Knowing nothing about kit for home about a week ago this forum has been very helpful in moving me very swiftly away from something like a Delonghi bean to cup to the current order of a SGP and DTP -both from John Lewis so returnable if needed before I open- so I'm very grateful for that (much to my wife's disappointment of not being able to simply 'push a button' for coffee!) ... but by the same token I don't want to get carried away on first purchase. I've already spent way more than I first envisaged. @Kannan have you had to adjust the burrs at all for getting a good espresso grind. I do like mostly light to medium roasts (I think - my reference points of much loved classics are Small Batch Goldstone Espresso and Horsham Roasters house blend)


----------



## Dale Cooper

Abcan said:


> Hi
> 
> I'm fairly new to this. I bought a Gaggia Classic and SGP (paid £60) from forum members. I find the SGP fine for espresso. I use it for (fresh) medium and dark roast and find it quite easy to get the correct ratios out (normally 17g in 34g out In around 30 secs) it's produced much nicer coffee than my previous Delonghi. It's definitely a little inconsistent but not as bad as I thought it would be. If I was you I'd keep it and give it go. Obviously there are better grinders out there and I'm not sure I would have bought a new one but if you keep it for 6 months and sell it for £60-70 you've not made a huge loss. I can see me keeping it for around 6 - 12 months and then getting something better.
> 
> Al


 Thanks! Are you on standard settings for espresso grinding or any adjustments needed? If I'd paid £60 I wouldn't be having any regrets. £175 is a bit more ?


----------



## Abcan

Dale Cooper said:


> Thanks! Are you on standard settings for espresso grinding or any adjustments needed? If I'd paid £60 I wouldn't be having any regrets. £175 is a bit more ?

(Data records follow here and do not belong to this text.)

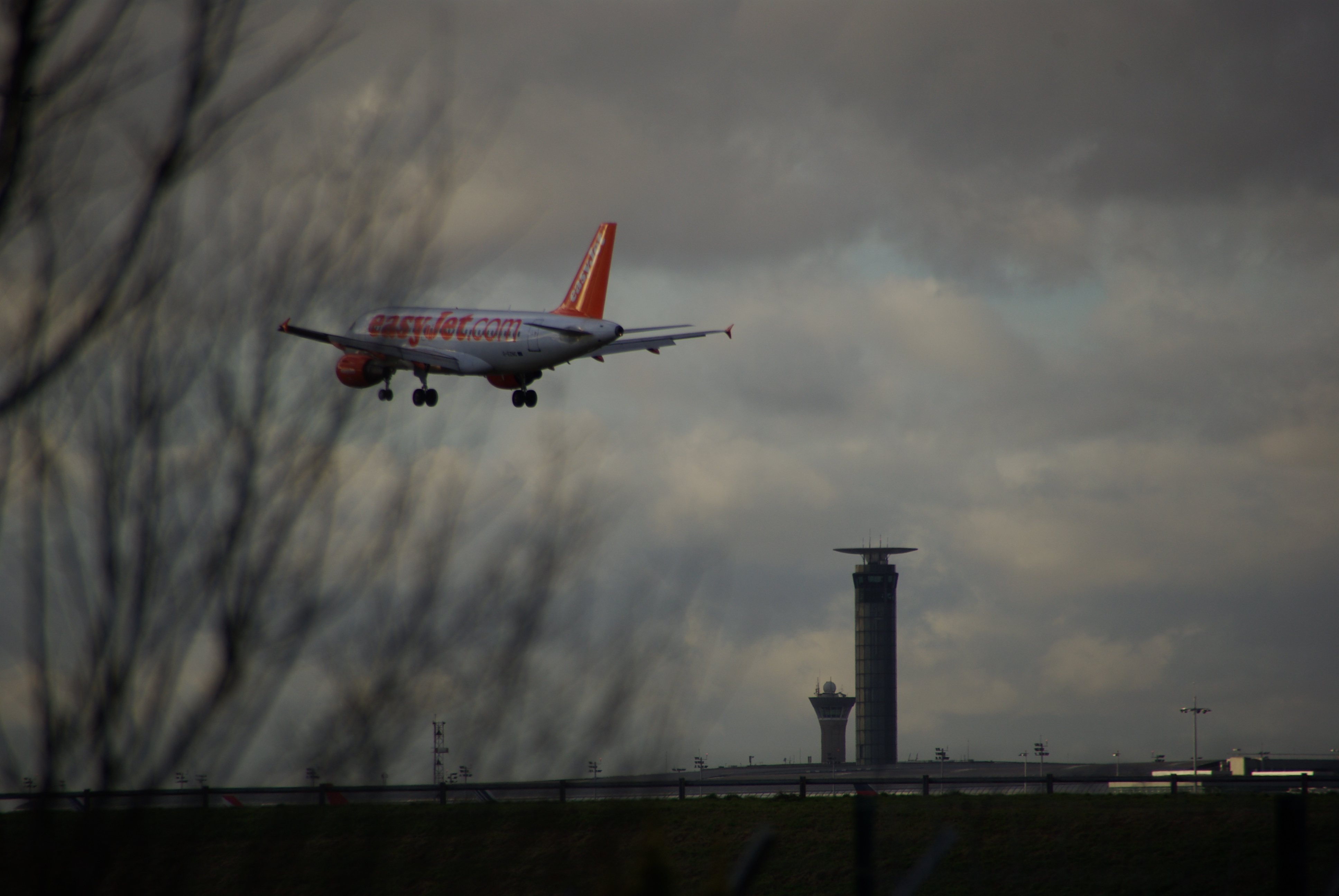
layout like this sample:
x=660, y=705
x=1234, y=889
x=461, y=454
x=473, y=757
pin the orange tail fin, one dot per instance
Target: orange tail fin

 I agree £175 is a lot more! (I think for that sort of money I'd look for a second hand Mignon) I have the top burr set to 6 (think this is set as it leaves the factory) and then I set the grind between 16 and 10 depending on the beans and the age. There's still a large amount of adjustment to go finer. I've chocked the machine a good few times dialling in a new bean so for me it can definitely grind fine enough.


----------



## Kannan

Abcan said:


> I agree £175 is a lot more! (I think for that sort of money I'd look for a second hand Mignon) I have the top burr set to 6 (think this is set as it leaves the factory) and then I set the grind between 16 and 10 depending on the beans and the age. There's still a large amount of adjustment to go finer. I've chocked the machine a good few times dialling in a new bean so for me it can definitely grind fine enough.


 If you have the choice right now, I think I'd agree with that, get a better second hand grinder before you open the SGP...



Dale Cooper said:


> Knowing nothing about kit for home about a week ago this forum has been very helpful in moving me very swiftly away from something like a Delonghi bean to cup to the current order of a SGP and DTP -both from John Lewis so returnable if needed before I open- so I'm very grateful for that (much to my wife's disappointment of not being able to simply 'push a button' for coffee!) ... but by the same token I don't want to get carried away on first purchase. I've already spent way more than I first envisaged. @Kannan have you had to adjust the burrs at all for getting a good espresso grind. I do like mostly light to medium roasts (I think - my reference points of much loved classics are Small Batch Goldstone Espresso and Horsham Roasters house blend)


 I like a medium roast (been using fruit and nut espresso from Pact for a while, also tried Square Mile's Redbrick and Origin Das Almas... I never needed to adjust the burrs since I had it white gloved (that's a service that came with the Oracle)... but I'm not sure if the Oracle grinder and the SGP are the same in that respect... I have used a Kruve to see what the grind sizes/distribution was like, but not sure I got any meaningful results out of that experiment, I'm still working on it!

Sorry just to add, I've consistently got as good or better coffee than most "decent" coffee houses from my Oracle (Monmouth etc)...


----------



## Dale Cooper

Thanks I'm keeping an eye out for a second hand mignon though a bit short on time - it's supposedly a birthday present to myself for next week. I almost bought the niche in the classifieds yesterday before checking in with myself that a £400 first purchase grinder was perhaps getting a bit carried away. So easy to do though reading the threads here...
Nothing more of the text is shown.